Exploiting Syntactic Structure for Better Language Modeling: A Syntactic
Distance Approach
- URL: http://arxiv.org/abs/2005.05864v1
- Date: Tue, 12 May 2020 15:35:00 GMT
- Title: Exploiting Syntactic Structure for Better Language Modeling: A Syntactic
Distance Approach
- Authors: Wenyu Du, Zhouhan Lin, Yikang Shen, Timothy J. O'Donnell, Yoshua
Bengio and Yue Zhang
- Abstract summary: We make use of a multi-task objective, i.e., the models simultaneously predict words as well as ground truth parse trees in a form called "syntactic distances"
Experimental results on the Penn Treebank and Chinese Treebank datasets show that when ground truth parse trees are provided as additional training signals, the model is able to achieve lower perplexity and induce trees with better quality.

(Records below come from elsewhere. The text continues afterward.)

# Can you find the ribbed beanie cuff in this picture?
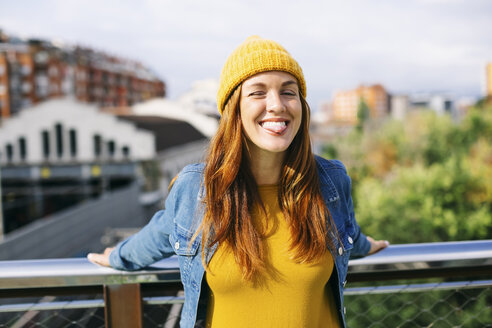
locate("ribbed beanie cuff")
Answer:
[217,35,306,114]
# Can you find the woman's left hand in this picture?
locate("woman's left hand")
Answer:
[367,236,389,255]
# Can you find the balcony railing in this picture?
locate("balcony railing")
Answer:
[0,240,492,328]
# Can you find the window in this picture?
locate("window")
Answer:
[121,146,130,159]
[5,144,14,163]
[69,129,77,158]
[41,130,50,159]
[55,123,63,158]
[108,140,116,158]
[94,134,102,158]
[19,137,27,161]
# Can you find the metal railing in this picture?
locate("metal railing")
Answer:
[0,240,492,328]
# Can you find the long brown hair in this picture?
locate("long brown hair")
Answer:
[195,85,333,280]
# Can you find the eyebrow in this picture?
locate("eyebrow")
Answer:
[245,80,297,87]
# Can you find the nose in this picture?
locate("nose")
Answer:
[266,92,285,112]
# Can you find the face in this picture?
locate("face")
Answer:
[239,71,302,158]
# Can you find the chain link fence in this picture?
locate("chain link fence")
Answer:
[0,280,492,328]
[0,296,105,328]
[345,281,492,328]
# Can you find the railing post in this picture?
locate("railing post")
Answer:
[104,284,143,328]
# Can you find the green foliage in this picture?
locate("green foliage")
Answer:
[325,107,492,243]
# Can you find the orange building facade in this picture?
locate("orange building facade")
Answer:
[0,34,166,118]
[485,63,492,97]
[331,84,389,125]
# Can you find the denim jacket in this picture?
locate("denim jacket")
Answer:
[110,157,370,328]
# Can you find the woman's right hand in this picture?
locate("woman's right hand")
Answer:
[87,247,114,267]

- Score: 78.77265671634454
- License: http://arxiv.org/licenses/nonexclusive-distrib/1.0/
- Abstract: It is commonly believed that knowledge of syntactic structure should improve
language modeling. However, effectively and computationally efficiently
incorporating syntactic structure into neural language models has been a
challenging topic. In this paper, we make use of a multi-task objective, i.e.,
the models simultaneously predict words as well as ground truth parse trees in
a form called "syntactic distances", where information between these two
separate objectives shares the same intermediate representation. Experimental
results on the Penn Treebank and Chinese Treebank datasets show that when
ground truth parse trees are provided as additional training signals, the model
is able to achieve lower perplexity and induce trees with better quality.